Tous les ans, les armateurs perdent généralement un peu de moins de 50% de leur pêche à cette période de l'année
Tous les ans, les armateurs perdent généralement un peu de moins de 50% de leur pêche à cette période de l'année
PAPEETE, le 22 mars 2016 - Les restaurateurs et les poissonniers grincent des dents, le consommateur, lui râle, le poisson n'a jamais été aussi rare et son prix aussi élevé. Le réchauffement des eaux et le phénomène El Niño maintiennent le poisson hors de notre zone de pêche et de nos assiettes.


"Désolé, il n'y a plus de poisson ! ", c'est une phrase que vous risquez d'entendre dans les semaines à venir dans les restaurants et snacks de Tahiti. Les restaurateurs sont victimes de la pénurie de poissons saisonnière. Tous les ans entre janvier et février, le poisson se fait rare, rien d'inhabituel jusque-là donc, la particularité cette année, c'est que selon les armateurs et les pêcheurs, la pénurie dure bien plus longtemps que les années précédentes. "Normalement, la saison basse dure jusqu'à mi-mars, mais à partir de Pâques les choses reviennent à la normale. Cette année, le volume de poisson sera stabilisé dans environ deux ou trois semaines", confirme un armateur.
De son côté, Cédric Ponsonnet, directeur adjoint de la direction des ressources marines, tempère " pour l'instant, il n'y a rien d'anormal, ni d'alarmant à la situation", il admet néanmoins, "certes le volume est très bas, mais rien d'atypique. Après, la diminution de l'offre fait forcément augmenter les prix, mais nous n'avons pas encore d'inquiétudes sur la situation" et reconnaît, "nous n'avons pas encore tous les chiffres du mois de mars."

Le poisson plus cher que la viande ?

Sur le terrain, le prix du poisson flambe, les restaurateurs et les poissonniers au détail font la grimace, "le prix du thon blanc est plus cher que celui du thon rouge, ce n'est pas normal ! C'est encore pire que l'année dernière. J'essaie de ne pas trop augmenter mes prix pour pouvoir continuer de vendre parce que les gens n'ont pas beaucoup de sous, mais le poisson est presque plus cher que la viande, je n'ai jamais vu ça !", se désole une poissonnière de Faa'a. En ce moment, le prix du thon blanc varie entre 1600 et 2000 Fcfp le kilo, tandis que le thon rouge se vend lui entre 1500 et 2000 Fcfp le kilo.
De leur côté, les restaurateurs grincent des dents, "soit on est les premiers à l'ouverture de la criée pour se réapprovisionner, soit on n'a pas de poissons.

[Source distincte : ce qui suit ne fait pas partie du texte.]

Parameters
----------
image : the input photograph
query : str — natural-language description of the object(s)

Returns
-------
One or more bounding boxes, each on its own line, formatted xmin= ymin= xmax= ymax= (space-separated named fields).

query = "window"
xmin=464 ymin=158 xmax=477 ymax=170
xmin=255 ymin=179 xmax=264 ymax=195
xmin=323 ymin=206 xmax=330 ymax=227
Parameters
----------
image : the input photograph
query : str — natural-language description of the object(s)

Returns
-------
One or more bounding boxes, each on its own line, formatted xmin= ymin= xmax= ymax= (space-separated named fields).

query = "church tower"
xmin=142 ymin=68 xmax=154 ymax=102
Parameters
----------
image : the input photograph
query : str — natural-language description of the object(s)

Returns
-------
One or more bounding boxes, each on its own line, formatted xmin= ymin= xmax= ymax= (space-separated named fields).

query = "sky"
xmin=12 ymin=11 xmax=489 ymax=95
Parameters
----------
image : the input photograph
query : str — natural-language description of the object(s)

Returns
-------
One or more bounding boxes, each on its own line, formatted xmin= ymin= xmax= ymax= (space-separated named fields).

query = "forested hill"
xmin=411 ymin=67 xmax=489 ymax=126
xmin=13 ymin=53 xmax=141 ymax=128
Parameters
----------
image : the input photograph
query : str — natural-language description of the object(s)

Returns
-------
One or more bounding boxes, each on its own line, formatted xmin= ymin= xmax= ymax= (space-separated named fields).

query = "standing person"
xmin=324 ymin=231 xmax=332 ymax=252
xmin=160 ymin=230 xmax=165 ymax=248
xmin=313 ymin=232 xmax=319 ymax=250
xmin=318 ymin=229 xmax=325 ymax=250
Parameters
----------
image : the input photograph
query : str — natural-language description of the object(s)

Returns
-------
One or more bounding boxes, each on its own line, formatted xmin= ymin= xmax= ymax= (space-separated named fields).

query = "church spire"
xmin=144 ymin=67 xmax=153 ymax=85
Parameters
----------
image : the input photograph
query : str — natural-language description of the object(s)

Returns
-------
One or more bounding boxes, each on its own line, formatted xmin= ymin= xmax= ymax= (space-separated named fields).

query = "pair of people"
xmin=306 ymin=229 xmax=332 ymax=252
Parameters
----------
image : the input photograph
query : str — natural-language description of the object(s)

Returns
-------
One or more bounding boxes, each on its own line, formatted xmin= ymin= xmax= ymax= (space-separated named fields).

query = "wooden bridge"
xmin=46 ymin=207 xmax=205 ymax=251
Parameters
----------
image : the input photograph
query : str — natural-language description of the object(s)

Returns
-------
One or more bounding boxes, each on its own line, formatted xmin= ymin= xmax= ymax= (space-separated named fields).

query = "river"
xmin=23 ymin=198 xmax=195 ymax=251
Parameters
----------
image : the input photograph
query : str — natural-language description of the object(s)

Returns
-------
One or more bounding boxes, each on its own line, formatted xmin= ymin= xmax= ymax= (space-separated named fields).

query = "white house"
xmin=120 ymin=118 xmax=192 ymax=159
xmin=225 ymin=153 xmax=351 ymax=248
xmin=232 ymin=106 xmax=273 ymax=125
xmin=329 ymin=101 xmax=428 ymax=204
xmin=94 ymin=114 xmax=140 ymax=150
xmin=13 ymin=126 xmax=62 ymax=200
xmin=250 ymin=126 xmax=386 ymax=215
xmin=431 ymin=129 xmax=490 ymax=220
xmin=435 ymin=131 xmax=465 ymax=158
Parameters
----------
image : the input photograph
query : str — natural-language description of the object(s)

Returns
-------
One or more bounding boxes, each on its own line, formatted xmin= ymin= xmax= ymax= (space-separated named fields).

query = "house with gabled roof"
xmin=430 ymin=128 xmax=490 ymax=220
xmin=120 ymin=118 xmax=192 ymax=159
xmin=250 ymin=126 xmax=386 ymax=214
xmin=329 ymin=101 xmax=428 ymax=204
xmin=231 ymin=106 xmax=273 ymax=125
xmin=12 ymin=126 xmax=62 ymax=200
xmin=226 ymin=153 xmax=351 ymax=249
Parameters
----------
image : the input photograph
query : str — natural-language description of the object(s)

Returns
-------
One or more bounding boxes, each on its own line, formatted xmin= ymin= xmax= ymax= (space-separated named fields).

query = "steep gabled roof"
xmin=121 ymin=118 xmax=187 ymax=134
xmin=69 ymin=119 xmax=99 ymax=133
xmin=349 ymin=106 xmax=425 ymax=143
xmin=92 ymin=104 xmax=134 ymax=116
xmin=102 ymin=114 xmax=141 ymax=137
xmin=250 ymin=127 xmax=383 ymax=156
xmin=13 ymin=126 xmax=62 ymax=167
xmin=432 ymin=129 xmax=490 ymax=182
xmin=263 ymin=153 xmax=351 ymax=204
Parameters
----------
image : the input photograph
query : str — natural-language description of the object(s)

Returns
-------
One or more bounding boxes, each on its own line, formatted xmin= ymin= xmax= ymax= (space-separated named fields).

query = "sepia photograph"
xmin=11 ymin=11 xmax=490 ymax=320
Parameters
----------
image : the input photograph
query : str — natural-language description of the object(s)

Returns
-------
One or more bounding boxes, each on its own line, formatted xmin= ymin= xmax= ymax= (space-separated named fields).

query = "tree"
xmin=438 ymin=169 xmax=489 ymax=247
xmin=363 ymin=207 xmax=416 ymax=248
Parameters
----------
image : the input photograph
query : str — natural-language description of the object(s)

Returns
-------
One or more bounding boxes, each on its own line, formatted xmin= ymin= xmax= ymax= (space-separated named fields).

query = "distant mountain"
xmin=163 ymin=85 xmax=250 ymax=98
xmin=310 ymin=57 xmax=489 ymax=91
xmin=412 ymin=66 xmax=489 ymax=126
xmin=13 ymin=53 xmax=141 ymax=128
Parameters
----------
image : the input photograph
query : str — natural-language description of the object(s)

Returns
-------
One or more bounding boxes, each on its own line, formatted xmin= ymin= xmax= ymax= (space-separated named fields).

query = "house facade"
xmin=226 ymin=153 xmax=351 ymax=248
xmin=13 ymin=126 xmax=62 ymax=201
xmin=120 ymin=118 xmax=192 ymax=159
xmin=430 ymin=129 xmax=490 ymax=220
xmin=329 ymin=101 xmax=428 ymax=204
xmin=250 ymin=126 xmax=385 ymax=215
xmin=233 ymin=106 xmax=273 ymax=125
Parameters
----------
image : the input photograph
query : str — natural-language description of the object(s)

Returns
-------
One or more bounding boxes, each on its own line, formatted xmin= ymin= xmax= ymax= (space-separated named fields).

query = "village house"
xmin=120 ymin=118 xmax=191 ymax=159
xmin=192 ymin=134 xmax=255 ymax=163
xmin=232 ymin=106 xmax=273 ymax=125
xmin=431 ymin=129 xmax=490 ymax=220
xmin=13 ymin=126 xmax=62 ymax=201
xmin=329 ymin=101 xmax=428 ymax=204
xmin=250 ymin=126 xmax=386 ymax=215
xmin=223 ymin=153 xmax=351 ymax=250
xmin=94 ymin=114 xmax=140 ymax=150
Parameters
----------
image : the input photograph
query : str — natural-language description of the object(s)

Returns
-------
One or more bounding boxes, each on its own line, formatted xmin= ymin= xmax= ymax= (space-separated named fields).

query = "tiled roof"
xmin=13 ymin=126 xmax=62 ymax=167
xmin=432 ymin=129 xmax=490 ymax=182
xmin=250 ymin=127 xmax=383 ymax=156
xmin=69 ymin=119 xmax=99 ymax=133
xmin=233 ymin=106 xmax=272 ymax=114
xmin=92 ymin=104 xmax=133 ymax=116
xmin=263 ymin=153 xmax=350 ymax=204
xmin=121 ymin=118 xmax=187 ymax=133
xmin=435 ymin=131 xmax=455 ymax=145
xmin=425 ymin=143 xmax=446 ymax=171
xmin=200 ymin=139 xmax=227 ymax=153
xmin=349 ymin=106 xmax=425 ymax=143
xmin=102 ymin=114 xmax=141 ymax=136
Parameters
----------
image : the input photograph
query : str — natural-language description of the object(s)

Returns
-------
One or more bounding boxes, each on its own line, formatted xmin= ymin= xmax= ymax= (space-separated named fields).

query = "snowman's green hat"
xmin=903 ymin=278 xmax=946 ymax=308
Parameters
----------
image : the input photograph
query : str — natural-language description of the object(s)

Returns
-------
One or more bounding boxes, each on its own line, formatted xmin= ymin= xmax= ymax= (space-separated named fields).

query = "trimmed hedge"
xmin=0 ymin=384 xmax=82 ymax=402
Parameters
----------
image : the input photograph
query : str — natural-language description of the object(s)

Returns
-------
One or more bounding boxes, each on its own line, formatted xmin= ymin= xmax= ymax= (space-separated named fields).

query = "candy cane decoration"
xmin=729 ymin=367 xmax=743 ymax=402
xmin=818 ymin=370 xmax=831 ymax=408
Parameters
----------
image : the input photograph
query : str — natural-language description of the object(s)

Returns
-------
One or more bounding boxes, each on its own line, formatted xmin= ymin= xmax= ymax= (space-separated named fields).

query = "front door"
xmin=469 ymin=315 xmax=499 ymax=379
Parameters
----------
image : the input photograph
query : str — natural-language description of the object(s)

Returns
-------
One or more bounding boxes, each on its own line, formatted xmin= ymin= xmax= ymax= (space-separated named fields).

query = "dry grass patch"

L'autre problème, c'est le prix. Difficile d'augmenter les prix de la carte, du coup, là encore soit on perd de l'argent sur la vente de poisson, soit on diminue les portions…"
De leurs côtés, les armateurs marchent sur des œufs, "la hausse des prix nous permet de tenir, mais le risque principal reste quand même que le client se désintéresse du poisson. Cette pénurie est saisonnière, mais là, elle dure plus longtemps que d'habitude, ce sont quelques semaines de trop", indique Arnaud Le Morvan, de Fetu Armement.
Ces dernières semaines, les bateaux pêchent entre 10 et 15 poissons par jour selon les chiffres des armateurs alors qu'en moyenne, c'est une quarantaine de poissons et un jour de bonne pêche peut atteindre 100 poissons. À savoir également qu'une campagne de pêche dure entre sept et dix jours.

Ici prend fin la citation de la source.